We reject the policy of subjecting drug dependent people and occasional drug users to criminal sanctions. We believe that increasing police rigor is not the right way to addressing the drug issue. Instead, support is needed for propagating information; and for prevention, treatment and rehabilitation.

We monitor cases where the rights of individuals held in closed institutions are restricted (those detained by police, the arrested, the imprisoned, and the inmates of psychiatric institutions) as well as the powers of the authorities to restrict the liberty of citizens, and the manner in which these powers are used in daily practice.

Ongoing projects of HCLU

legal advocacy:
 

  • legal advocacy by propagating international norms
  • publication of the statement series
  • participation in the preparation of legislation and contribution to related parliamentary debates
  • motions (to the Constitutional Court and the parliamentary ombudsman, etc.)
  • public debates, workshops


legal aid service:
 

  • telephone hotline 8 hour a day
  • online counseling
  • legal aid service
  • impact litigation


public education project
 

  • informational brieflets serie
  • public appearances: media, public debates
  • networking with organizations abroad
  • edition of policy papers on liberal legal policy


The HCLU consistently monitors the formulation of new pieces of legislation that fall within its competence, right from the initial conception of a draft law, down to its enactment. Before working out a statement, we seek counsel at eminent experts of the topic concerned: jurists, lawyers and physicians. We time the production of each of our statement to the day when parliamentary discussion of the topic concerned opens, and they are sent especially to politicians, journalists and the experts concerned. In the annex attached to our statements, we acquaint the Members of Parliament who are most directly involved in the discussion of the bill concerned with our commentaries on, and recommended alternative wording of, several articles of the bill.

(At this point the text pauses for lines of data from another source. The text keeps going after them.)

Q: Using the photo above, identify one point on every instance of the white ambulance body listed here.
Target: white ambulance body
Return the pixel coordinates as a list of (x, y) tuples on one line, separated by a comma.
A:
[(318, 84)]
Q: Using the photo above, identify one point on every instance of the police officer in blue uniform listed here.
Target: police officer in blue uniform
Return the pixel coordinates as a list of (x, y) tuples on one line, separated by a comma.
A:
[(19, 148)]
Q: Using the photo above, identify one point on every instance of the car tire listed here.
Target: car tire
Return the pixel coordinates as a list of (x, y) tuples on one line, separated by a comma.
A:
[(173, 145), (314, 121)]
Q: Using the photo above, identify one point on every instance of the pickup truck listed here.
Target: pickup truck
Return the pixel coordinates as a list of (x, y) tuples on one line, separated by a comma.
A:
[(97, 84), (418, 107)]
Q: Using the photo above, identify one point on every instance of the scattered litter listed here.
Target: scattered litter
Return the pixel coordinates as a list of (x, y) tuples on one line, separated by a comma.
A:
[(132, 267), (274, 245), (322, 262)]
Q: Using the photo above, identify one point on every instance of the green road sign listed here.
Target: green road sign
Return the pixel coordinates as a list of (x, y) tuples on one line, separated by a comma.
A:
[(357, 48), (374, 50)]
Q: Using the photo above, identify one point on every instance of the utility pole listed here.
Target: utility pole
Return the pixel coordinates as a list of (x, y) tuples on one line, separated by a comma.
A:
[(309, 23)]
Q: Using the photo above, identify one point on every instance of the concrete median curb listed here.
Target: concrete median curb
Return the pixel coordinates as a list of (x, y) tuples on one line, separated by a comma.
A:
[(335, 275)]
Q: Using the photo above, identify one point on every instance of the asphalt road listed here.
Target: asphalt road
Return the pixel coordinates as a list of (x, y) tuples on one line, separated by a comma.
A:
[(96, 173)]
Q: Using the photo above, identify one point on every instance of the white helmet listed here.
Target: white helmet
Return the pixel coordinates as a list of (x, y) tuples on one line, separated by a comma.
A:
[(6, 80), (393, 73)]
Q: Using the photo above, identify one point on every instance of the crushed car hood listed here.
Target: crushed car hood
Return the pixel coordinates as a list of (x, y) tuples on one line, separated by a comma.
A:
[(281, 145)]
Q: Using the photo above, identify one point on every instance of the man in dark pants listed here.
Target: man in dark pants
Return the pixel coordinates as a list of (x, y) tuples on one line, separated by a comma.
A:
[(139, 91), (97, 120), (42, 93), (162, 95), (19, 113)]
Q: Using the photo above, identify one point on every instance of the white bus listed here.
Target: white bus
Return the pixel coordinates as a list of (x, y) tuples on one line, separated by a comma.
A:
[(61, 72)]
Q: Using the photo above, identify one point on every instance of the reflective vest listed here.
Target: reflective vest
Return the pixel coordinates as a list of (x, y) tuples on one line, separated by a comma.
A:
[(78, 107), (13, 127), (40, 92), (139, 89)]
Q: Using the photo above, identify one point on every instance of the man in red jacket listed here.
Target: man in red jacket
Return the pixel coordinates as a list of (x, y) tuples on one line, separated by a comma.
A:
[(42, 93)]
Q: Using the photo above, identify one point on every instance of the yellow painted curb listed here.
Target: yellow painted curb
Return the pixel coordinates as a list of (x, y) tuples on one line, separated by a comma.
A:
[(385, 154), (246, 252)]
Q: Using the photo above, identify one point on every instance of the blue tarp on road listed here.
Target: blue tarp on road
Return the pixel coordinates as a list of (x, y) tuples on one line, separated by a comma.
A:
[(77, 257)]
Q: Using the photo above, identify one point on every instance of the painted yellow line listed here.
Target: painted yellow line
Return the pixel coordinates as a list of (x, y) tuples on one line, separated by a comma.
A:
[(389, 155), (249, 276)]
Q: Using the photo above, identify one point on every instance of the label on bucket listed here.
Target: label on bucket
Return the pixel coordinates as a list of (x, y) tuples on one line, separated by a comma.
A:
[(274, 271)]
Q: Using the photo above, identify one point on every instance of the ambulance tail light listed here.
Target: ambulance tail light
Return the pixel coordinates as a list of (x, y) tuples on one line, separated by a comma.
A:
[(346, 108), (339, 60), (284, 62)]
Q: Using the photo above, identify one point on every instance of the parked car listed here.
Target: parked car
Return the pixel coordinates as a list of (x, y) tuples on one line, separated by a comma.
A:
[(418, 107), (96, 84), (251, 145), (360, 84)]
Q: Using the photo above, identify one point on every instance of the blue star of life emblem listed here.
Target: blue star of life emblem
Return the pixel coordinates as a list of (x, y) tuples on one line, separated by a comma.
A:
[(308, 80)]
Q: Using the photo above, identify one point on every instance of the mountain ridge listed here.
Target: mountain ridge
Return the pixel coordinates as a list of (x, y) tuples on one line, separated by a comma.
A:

HCLU is publishing a Policy Paper Series. Each issue sums up the liberal position on a legal policy issue involving a fundamental right; it surveys the Hungarian scene; and outlines the main policy aim of the HCLU in the field. The Policy Papers are issued in Hungarian and English.

We systematically observe the activities of the European Union, the Council of Europe, the WHO, the UN and the World Medical Association. We collect the recommendations and norms that such organizations issue concerning the patient/provider relationship and medical interventions. We make these documents accessible in Hungarian. (For example, we have arranged the translation of, and published in Hungarian, the Convention on Human Rights and Biomedicine of the Council of Europe and the Amsterdam Declaration of the WHO.) It is our aim to achieve that the Hungarian legal system should be adjusted to the most recent international legal norms, which means that laws and other legal instruments need adjustment. It is our policy to recommend to the competent authorities that Hungary should join the relevant international conventions.